Madison City Officials Look Ahead To Repair Flood Damage
The meeting brought together engineering officials for the city of Madison, who reviewed what occurred, and how they plan to address the damages. One of the first issues to address is identifying what damage occurred to private versus public property.
“What I really want to try to prevent is water leaving public space and entering private property and causing damage,” said Greg Fries with city engineering. “The private problem is when water is running from one private property to another, or sometimes across five or six, and it gets to that last one and enters someone’s property, and we get called to help them.”

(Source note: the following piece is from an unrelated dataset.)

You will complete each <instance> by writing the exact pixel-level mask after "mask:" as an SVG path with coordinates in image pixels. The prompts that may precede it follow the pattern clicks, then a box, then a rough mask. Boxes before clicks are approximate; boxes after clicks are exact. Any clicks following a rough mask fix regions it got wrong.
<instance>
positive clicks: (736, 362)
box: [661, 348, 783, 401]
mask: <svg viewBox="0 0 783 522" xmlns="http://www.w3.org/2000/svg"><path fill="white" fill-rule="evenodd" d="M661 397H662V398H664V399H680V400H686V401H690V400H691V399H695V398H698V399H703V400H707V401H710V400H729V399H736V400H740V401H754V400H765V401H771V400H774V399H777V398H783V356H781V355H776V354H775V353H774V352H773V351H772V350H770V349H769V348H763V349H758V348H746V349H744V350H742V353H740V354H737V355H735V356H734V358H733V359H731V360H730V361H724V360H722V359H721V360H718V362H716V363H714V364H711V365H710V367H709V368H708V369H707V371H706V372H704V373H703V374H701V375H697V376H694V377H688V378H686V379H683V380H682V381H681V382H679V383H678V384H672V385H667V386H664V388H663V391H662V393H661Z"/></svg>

Both public and private property throughout the city have suffered millions in damages.
“We had tallied to date $15.1 million of residential water damage, and about $2.4 million worth of business damage. So that’s a total of private damage of $17.5 million,” said Janet Schmidt with city engineering. “The public damage for the public infrastructure is a little under $4 million that we’ve tallied up so far.”
In order to address some of this damage, city engineering officials said they had to prioritize what will be fixed first.
“We’re going to give priority to projects with higher multipliers of benefits,” said Fries. “It’s just a cost-benefit ratio. We have to look at the value of what was damaged, the cost to do something for it, and the higher that multiplier is, the more good we do per dollar.”
Fries said that other projects that would be prioritized were projects that would have a positive impact on emergency response routes to ensure that emergency vehicles have full access to roadways. He also said that projects that saw flood damage prior to the Aug. 20 storms would be looked at as well.
Additionally, Schwartz said that a sandbag pick up plan is in the works, and that there will be a three-week curbside collection window coming up.